Boston Scientific fell 51 cents to $23.49 after winning the battle for medical device maker Guidant Corp. with a $27.2 billion cash-and-stock deal that trumped a lower bid by Johnson & Johnson. Guidant fell $1.63 to $75.15, while Johnson & Johnson fell 49 cents to $58.87.
In earnings news, Xerox Corp. reported an 18 percent jump in fourth-quarter profits, but revenues dropped 2 percent and the stock slipped 30 cents to $14.16.

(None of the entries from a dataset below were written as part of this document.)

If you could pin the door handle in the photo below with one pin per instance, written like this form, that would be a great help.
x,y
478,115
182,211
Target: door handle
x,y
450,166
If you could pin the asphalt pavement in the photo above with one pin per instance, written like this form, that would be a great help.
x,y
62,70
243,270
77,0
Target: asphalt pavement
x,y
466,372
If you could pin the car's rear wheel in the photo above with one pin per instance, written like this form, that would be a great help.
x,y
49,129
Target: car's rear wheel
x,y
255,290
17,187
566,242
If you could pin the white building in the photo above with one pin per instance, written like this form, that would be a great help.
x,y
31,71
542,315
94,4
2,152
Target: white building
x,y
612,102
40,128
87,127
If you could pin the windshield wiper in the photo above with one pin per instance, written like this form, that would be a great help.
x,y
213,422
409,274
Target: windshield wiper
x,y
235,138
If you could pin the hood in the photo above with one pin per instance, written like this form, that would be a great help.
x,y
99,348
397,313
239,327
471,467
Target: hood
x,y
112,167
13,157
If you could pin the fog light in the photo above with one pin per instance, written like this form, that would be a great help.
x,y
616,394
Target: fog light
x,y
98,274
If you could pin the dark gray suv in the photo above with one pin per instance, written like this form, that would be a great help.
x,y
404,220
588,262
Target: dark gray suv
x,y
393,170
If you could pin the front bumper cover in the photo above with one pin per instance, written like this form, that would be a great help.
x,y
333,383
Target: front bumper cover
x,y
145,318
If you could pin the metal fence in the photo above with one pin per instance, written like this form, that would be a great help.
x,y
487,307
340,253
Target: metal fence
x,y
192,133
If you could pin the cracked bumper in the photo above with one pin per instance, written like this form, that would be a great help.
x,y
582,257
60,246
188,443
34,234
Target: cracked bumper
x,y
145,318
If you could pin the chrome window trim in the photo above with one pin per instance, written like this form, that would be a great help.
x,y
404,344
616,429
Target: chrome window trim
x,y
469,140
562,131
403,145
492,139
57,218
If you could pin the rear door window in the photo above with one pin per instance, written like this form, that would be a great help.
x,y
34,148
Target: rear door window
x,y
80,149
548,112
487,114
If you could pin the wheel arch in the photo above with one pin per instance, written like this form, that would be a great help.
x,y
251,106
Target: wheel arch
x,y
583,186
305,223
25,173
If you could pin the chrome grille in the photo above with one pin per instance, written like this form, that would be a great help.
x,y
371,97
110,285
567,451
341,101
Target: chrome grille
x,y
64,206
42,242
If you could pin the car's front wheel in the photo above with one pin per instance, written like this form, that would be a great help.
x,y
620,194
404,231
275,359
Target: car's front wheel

Drugmaker Bristol Myers Squibb Co. rose 35 cents to $21.68 after its quarterly profit beat Wall Street expectations by 3 cents per share despite slipping sales due to generic competition on a growing number of products.
Declining issues outnumbered advancers by roughly 8 to 7 on the New York Stock Exchange, where volume came to 811.05 million shares, compared with 790.76 million traded at the same point on Tuesday.
The Russell 2000 index of smaller companies fell 2.96, or 0.41 percent, to 715.06.
Overseas, Japan's Nikkei stock average rose 0.01 percent. Britain's FTSE 100 gained 1.25 percent, Germany's DAX index surged 1.74 percent, and France's CAC-40 gained 0.90 percent.